First and foremost, it is important to recognize that anxiety is normal. In fact, anixety is a normal human response to challenging events. Challenging events range from very mild (like where did I leave my phone) to really problematic (like perpetually worrying if your loved ones are safe).
Generalized Anxiety Disorder (GAD) is characterised by excessive, exaggerated anxiety, and worry about everyday life events even when there is no apparent threat. Daily life becomes a constant state of worry and dread. In severe cases, individuals with GAD may find it difficult to carry out daily tasks. This is compounded by the lack of drive or motivation to even get out of bed to face the day’s tasks and challenges, especially when it comes to going to work or school. Research indicates that women are more vulnerable to GAD, and the disorder tends to worsen around middle adulthood.
Eventually, anxiety may even dominate a person's cognition so much so that everyday life becomes hard to engage with. Feelings of anxiety are common, and oftentimes there are good apparent reasons. However, with the increasingly fast pace of life, coupled with unpredictable nature of COVID, Ministry of Health (MOH) Singapore estimated that about 10% of Singapore’s population experiences a form of an anxiety disorder. This means that the number of persons suffering from GAD is not an insignificant number. Therefore, you need not feel alone in your feelings, only that it is essential that help is sought if these symptoms occur.
At the same time, it is important to remember that a diagnosis of GAD is not automatically given even if one experiences most or all of the symptoms listed. GAD is a clinical diagnosis that must be made by a trained clinical psychologist or psychiatrist.

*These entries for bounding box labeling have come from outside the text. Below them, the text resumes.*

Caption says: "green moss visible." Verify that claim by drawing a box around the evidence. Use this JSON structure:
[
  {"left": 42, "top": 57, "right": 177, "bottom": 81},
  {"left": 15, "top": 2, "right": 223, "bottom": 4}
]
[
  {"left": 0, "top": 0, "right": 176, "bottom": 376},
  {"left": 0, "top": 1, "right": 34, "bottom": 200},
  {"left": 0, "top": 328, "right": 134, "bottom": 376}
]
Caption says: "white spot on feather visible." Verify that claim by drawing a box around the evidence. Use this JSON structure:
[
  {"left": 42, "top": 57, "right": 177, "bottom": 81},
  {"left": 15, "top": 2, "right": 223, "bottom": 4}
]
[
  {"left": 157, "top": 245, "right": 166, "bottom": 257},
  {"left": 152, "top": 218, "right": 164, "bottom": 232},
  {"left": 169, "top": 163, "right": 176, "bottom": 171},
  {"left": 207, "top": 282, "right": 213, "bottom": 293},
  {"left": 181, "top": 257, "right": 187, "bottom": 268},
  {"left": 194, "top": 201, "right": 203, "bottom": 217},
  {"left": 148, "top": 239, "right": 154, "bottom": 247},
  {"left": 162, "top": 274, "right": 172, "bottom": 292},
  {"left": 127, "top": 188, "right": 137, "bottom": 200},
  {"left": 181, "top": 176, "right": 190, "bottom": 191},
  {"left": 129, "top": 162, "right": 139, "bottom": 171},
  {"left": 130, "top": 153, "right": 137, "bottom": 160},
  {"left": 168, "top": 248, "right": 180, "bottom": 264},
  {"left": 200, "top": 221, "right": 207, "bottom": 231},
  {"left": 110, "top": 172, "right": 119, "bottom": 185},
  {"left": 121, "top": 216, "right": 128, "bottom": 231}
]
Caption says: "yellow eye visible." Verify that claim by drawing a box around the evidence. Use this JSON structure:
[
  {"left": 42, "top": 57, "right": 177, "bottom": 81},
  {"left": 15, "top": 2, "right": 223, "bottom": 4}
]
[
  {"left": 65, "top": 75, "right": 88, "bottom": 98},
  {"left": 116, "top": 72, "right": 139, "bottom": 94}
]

Here are some symptoms of GAD (symptoms are to be present for at least 6 months and not caused by other medical issues):
- Excessive, ongoing worry and tension
- Feeling on edge
- Feeling a sense of impending danger, panic or doom
- Unrealistic view of problems
- Restlessness or a feeling of being "edgy"
- Trouble concentrating
- Tiring easily or being fatigued
- Increased crankiness or irritability
- Trouble sleeping
- An increased heart rate or heart palpitations
- Muscle tension or muscle aches and soreness
Fortunately, GAD responds well to treatment, especially if there is early intervention. Psychotherapy (Cognitive Behavior Therapy (CBT), Exposure Therapy and Response Prevention therapies) has been found to be very effective in treating GAD. Medication may also be necessary in some instances, and our clinicians will work in collaboration with psychiatrist to provide holistic care.
If the above mentioned symptoms apply to you, here are some tips and tricks to effectively manage your anxiety.

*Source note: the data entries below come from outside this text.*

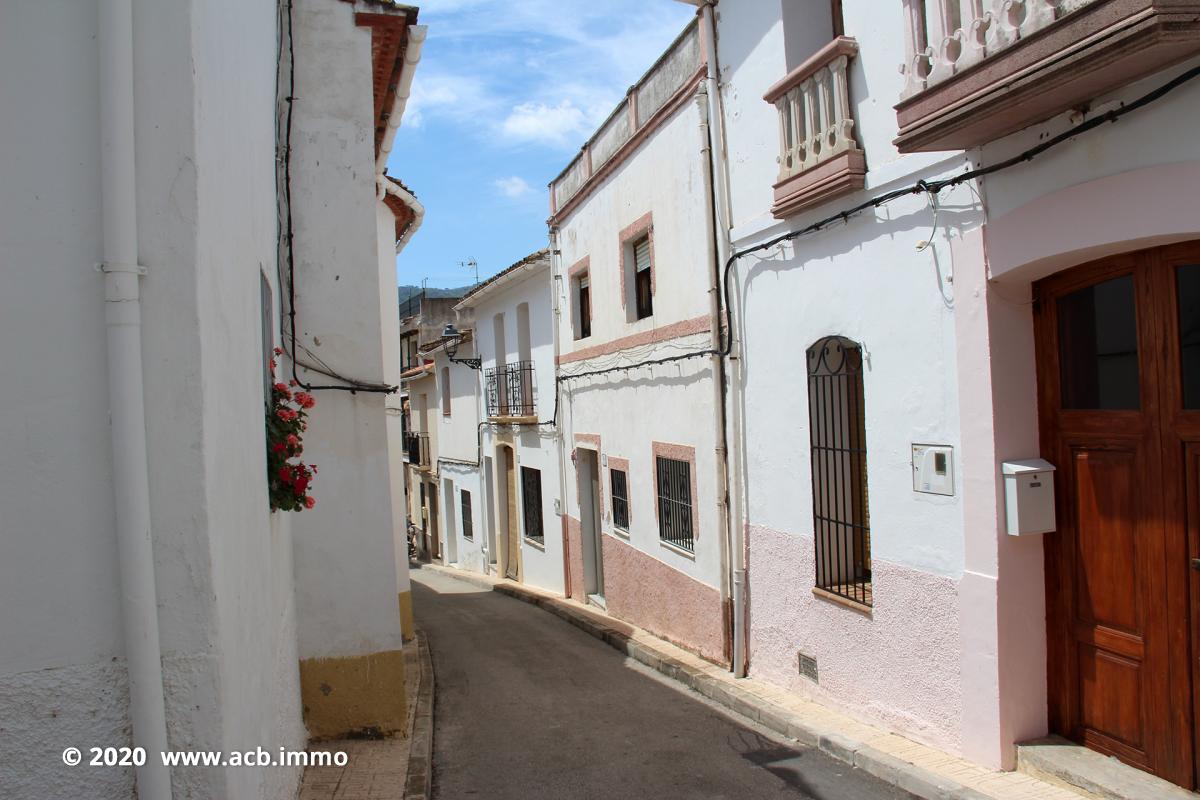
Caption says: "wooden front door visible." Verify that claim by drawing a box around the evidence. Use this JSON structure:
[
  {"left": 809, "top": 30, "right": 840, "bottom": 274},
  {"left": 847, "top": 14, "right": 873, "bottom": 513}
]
[{"left": 1034, "top": 242, "right": 1200, "bottom": 788}]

4 tips to manage your anxiety:
Exercise releases endorphins (i.e., feel-good chemicals) which enhances your sense of well-being
Engaging with a healthy diet
Eating a well balanced meal, and eating at regular timings.
Avoiding caffeine and alcohol
These beverages although enjoyable may catalyse feelings of anxiety or impede on your circadian rhythm which may influence anxiety levels.
Deep breathing techniques
This sends a message to the brain to calm down and relax. Especially when you are experiencing, increased heart rate, breathing and blood pressure. Deep breathing sends the message to relax.